Les échanges récents en réponse à cette question convergent autour d’opinions très diverses :
-
Soulager la pauvreté est la plus haute priorité pour les africains. Les pauvres, à la différence des riches, ont d’énormes difficultés à faire face aux fluctuations climatiques actuelles. Ils ont besoin de s’adapter et de faire face aux oscillations climatiques dès maintenant. La compétence ainsi acquise facilitera d’autant leur réactivité à leur exposition future aux changements climatiques à venir.
-
Faire preuve de sagesse par une attitude responsable envers notre belle planète. Leur préférence va à une réponse au réchauffement global qui ne soit pas seulement dictée par la peur d’un inévitable désastre - la peur annihile la raison et enflamme le discours - mais plutôt sous-tendu par l’amour de notre merveilleuse planète dont on désire être des serviteurs admiratifs et responsables. Pour ce faire on doit acquérir une connaissance minimale de son fonctionnement et comprendre pourquoi elle est habitable. Tout le monde doit avoir accès à cette connaissance pour s’émerveiller de sa beauté au-delà même de l’imaginable.
-
Accepter l’incertitude de la connaissance scientifique et, cependant, reconnaître la nécessité d’agir face à ces incertitudes, peut être libérateur parce qu’alors le réchauffement climatique pourra être vu comme une chance pour promouvoir l’éducation en général et l’éradication à terme de la pauvreté.
-
Étant donné les incertitudes scientifiques, on doit se protéger des risques du réchauffement global comme on se protège de l’incendie de sa maison. On contracte alors des assurances en fonction de l’étendue de ses possessions. En d’autres termes, chacun répond différemment, à sa façon et en fonction de ses moyens, au réchauffement global.
-
Bien que le réchauffement global soit dû aux activités des riches depuis plus d’un siècle, ce sont les pauvres qui en souffriront le plus. On se place alors au cœur d’un débat politique.
En
résumé, le réchauffement global ne doit pas
être vu seulement comme une menace potentielle, mais aussi comme
une occasion favorable de faire face utilement à un certain
nombre de problèmes inhérents au développement de
l’humanité. Les africains (et les pays du Sud en
général) ne peuvent se passer d’agir maintenant au
regard des problèmes qui se posent à eux actuellement
sous peine de se placer en situation de subir passivement dans quelques
décennies d’autres problèmes liés au
changement climatique encore plus difficiles à résoudre.

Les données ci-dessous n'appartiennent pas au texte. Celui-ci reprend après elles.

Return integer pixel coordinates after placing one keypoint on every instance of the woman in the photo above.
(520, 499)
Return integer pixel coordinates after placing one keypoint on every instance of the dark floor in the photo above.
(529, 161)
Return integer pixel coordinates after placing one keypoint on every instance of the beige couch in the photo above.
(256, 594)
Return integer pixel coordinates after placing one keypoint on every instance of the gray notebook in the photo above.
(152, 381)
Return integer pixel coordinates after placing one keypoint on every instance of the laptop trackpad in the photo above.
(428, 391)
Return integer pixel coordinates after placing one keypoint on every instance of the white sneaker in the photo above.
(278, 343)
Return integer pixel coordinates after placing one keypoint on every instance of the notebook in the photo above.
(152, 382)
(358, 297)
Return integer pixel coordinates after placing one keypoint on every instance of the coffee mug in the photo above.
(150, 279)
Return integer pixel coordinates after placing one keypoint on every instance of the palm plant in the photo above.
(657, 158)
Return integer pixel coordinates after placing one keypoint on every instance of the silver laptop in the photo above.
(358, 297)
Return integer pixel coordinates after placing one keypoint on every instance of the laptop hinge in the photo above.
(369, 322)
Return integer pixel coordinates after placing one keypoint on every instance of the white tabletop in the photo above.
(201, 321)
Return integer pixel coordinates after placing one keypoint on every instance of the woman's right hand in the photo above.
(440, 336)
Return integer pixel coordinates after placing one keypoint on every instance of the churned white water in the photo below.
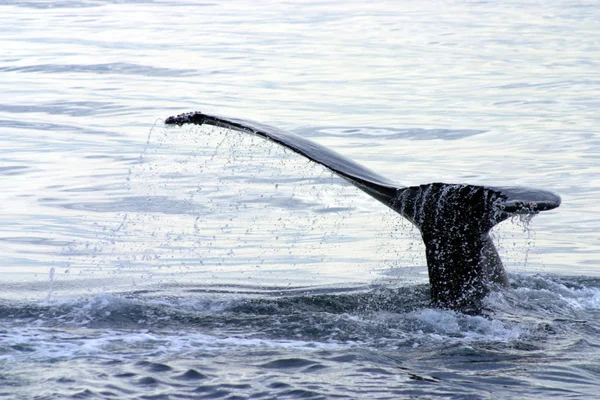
(139, 261)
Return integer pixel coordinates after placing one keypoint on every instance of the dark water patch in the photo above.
(70, 108)
(145, 204)
(154, 367)
(191, 375)
(51, 127)
(147, 381)
(290, 363)
(14, 170)
(102, 69)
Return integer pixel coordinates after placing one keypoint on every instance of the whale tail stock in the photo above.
(454, 219)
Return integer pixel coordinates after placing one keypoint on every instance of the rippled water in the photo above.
(144, 262)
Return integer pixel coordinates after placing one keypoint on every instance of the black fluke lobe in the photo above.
(454, 219)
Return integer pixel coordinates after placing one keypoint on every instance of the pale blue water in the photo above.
(145, 262)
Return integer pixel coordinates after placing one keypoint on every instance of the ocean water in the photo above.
(145, 262)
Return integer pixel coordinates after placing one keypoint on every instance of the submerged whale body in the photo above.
(454, 219)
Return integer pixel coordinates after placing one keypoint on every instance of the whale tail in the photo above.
(454, 219)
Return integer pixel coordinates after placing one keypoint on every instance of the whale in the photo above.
(454, 220)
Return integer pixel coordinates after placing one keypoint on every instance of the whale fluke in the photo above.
(454, 219)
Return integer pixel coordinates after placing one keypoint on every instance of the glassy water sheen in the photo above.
(144, 262)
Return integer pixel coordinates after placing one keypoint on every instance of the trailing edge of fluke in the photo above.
(454, 219)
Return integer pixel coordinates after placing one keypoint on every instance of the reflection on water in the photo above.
(143, 261)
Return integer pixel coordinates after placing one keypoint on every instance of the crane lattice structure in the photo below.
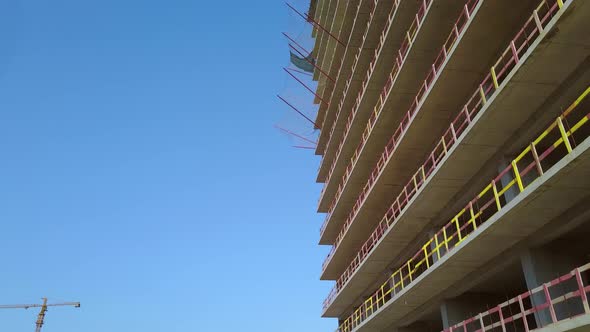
(43, 306)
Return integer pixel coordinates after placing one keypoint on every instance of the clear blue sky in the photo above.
(140, 173)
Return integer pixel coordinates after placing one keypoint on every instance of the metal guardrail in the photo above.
(558, 141)
(506, 63)
(399, 60)
(460, 24)
(377, 50)
(348, 81)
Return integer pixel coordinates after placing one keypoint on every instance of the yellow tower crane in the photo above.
(43, 307)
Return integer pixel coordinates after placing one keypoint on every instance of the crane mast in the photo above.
(43, 306)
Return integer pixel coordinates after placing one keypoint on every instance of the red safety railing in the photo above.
(558, 141)
(399, 60)
(459, 26)
(536, 308)
(395, 4)
(348, 81)
(491, 82)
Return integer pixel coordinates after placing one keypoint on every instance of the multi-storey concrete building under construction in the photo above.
(455, 163)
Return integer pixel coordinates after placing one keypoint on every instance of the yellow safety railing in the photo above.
(558, 140)
(506, 63)
(517, 314)
(399, 60)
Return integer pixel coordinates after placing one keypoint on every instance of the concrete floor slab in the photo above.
(399, 19)
(488, 132)
(520, 218)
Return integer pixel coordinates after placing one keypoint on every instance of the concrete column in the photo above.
(543, 265)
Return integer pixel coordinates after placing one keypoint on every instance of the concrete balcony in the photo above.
(341, 27)
(392, 16)
(414, 58)
(461, 63)
(481, 132)
(373, 72)
(546, 180)
(552, 194)
(353, 45)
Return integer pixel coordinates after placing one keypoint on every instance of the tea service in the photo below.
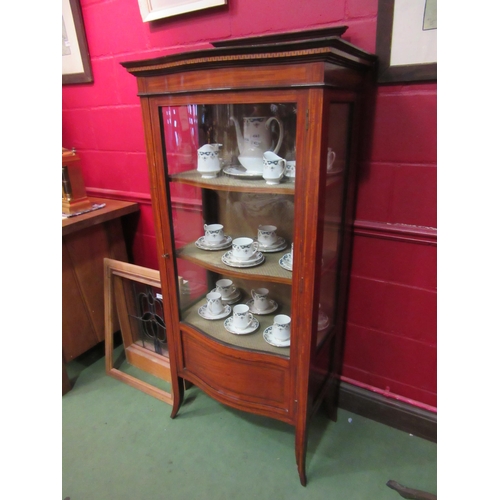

George Philander est né au Cap en Afrique du Sud. Sa famille émigre aux USA dans les années 1960. II fait ses études à Harvard jusqu'au doctorat.
Il entre au Geophysical Fluid Dynamics Laboratory (GFDL) de la NOAA à Princeton où il devient un théoricien de l'océanographie très connu. En 1990, il devient professeur de géoscience à l'Université de Princeton et plus récemment professeur à l'université du Cap en Afrique du Sud.
Il est membre de l'académie des sciences américaine. Il fut un pionnier de la modélisation océanique, et il est un des leaders mondiaux de l'océanographie, particulièrement pour les régions tropicales dont il a montré l'importance première dans la question climatique.